Search code examples
pythonweb-scrapingcustom-error-pages

How can I avoid loop break in web scrapping?


import bs4 as bs
import urllib.request
import csv
import requests
import re
from urllib.request import urlopen
from urllib.error import HTTPError
import pandas as pd
import time
import urllib.error

book_ids = ["9781408110416","9789604249671","9781405950305"]

def get_description(book_id): 
    my_urls = 'https://www.bookdepository.com/Enid-Blytons-Christmas-Tales-Enid-Blyton/' + book_id
    source = urlopen(my_urls).read()
    soup = bs.BeautifulSoup(source, 'lxml')
    description = soup.find('div', class_='item-img-content')

    if description:
        return description
    else:
        return "[No description"

for book_id in book_ids: 
    print(book_id)
    print(get_description(book_id))

    time.sleep(2)

The error I get -

HTTPError(req.full_url, code, msg, hdrs, fp)
urllib.error.HTTPError: HTTP Error 404: Not Found

Hello, I am working on script to scrap image urls from bookdepository. My main problem is that certain books return 404 because they are not available on the platform.

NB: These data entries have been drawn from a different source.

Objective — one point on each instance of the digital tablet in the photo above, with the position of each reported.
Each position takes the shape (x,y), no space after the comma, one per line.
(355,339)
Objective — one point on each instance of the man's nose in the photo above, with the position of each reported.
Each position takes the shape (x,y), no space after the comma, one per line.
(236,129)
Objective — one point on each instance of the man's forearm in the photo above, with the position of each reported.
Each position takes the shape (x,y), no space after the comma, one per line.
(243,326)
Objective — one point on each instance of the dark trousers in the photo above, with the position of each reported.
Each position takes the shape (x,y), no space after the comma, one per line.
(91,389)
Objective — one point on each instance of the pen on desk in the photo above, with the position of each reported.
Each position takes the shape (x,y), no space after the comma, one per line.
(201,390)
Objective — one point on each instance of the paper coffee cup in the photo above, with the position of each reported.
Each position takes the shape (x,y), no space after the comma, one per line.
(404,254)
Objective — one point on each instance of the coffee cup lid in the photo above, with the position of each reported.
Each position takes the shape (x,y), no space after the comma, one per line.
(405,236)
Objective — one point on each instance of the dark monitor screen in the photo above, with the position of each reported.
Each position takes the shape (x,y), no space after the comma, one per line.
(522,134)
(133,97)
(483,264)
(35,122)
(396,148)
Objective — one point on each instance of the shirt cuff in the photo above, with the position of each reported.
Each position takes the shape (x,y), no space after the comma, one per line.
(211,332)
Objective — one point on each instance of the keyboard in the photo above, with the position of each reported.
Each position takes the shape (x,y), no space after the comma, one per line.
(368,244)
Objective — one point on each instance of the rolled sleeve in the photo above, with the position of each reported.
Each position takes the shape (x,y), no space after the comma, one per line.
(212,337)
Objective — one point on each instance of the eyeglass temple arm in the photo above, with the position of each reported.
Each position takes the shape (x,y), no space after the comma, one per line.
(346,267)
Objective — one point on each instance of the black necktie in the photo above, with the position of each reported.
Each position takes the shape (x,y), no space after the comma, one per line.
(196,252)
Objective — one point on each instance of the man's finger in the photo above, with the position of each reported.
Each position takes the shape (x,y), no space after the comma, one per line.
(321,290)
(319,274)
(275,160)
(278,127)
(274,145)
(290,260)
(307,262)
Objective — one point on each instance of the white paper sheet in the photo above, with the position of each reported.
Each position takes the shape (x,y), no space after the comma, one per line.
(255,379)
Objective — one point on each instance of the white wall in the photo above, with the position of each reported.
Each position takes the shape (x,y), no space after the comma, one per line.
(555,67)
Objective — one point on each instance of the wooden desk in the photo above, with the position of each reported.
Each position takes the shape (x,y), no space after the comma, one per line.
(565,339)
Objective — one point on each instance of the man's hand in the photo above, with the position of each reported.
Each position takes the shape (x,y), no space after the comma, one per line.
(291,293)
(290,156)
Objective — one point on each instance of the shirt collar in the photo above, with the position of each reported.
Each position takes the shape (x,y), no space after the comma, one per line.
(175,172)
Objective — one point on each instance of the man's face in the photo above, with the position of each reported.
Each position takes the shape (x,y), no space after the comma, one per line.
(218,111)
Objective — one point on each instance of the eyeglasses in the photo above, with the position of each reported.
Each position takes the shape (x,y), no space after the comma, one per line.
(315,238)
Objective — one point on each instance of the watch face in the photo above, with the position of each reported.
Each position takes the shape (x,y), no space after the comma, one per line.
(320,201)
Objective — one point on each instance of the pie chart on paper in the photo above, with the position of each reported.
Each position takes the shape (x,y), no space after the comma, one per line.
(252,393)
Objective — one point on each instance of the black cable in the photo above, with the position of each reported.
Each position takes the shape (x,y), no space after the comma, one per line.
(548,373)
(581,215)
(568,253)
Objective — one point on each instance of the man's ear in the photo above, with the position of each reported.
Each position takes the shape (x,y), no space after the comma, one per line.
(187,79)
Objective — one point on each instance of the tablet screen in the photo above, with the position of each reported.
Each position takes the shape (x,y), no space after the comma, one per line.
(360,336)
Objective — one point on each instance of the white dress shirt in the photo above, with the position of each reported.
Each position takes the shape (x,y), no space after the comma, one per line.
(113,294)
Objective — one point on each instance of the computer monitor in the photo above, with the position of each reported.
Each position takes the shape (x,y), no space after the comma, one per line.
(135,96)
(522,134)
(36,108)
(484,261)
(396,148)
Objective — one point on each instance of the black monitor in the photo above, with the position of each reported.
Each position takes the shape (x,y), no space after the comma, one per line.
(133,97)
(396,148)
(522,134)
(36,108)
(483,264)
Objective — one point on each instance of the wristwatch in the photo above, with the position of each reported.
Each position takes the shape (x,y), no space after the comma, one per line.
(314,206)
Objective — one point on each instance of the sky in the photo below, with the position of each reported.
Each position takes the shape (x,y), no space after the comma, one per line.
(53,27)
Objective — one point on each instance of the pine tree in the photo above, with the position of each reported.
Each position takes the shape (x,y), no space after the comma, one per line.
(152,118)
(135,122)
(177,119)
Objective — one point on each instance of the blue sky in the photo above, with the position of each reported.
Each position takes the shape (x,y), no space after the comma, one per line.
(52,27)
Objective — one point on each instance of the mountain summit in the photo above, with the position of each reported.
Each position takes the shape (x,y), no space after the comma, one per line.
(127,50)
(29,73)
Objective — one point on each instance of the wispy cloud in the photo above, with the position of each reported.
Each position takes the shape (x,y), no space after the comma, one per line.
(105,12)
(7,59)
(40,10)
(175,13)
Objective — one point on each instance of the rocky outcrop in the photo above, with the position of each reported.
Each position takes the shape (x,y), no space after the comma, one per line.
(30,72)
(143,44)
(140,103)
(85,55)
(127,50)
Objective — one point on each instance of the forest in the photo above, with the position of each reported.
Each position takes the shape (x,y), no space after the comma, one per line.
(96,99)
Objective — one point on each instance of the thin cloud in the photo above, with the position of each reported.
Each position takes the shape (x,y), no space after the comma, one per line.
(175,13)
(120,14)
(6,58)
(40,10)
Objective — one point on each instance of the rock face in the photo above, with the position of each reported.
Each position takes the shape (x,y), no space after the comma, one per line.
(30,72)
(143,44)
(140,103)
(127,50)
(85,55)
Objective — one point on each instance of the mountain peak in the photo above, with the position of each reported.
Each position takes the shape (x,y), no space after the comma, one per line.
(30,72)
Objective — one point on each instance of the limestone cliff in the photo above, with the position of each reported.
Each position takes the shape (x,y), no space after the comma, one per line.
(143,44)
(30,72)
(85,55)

How can I keep the script simply go to the next code and not stop the entire loop.

Thanks in advance.


Solution

  • You can put the code in get_description() function in a try and except block. Something like this,

    def get_description(book_id): 
        my_urls = 'https://www.bookdepository.com/Enid-Blytons-Christmas-Tales-Enid-Blyton/' + book_id
    
        try:
          source = urlopen(my_urls).read()
          soup = bs.BeautifulSoup(source, 'lxml')
          description = soup.find('div', class_='item-img-content')
    
          if description:
              return description
          else:
              return "[No description"
        except:
          pass
    

    Now if the code encounters an erorr, it'll just skip that book_id and move to the enxt one.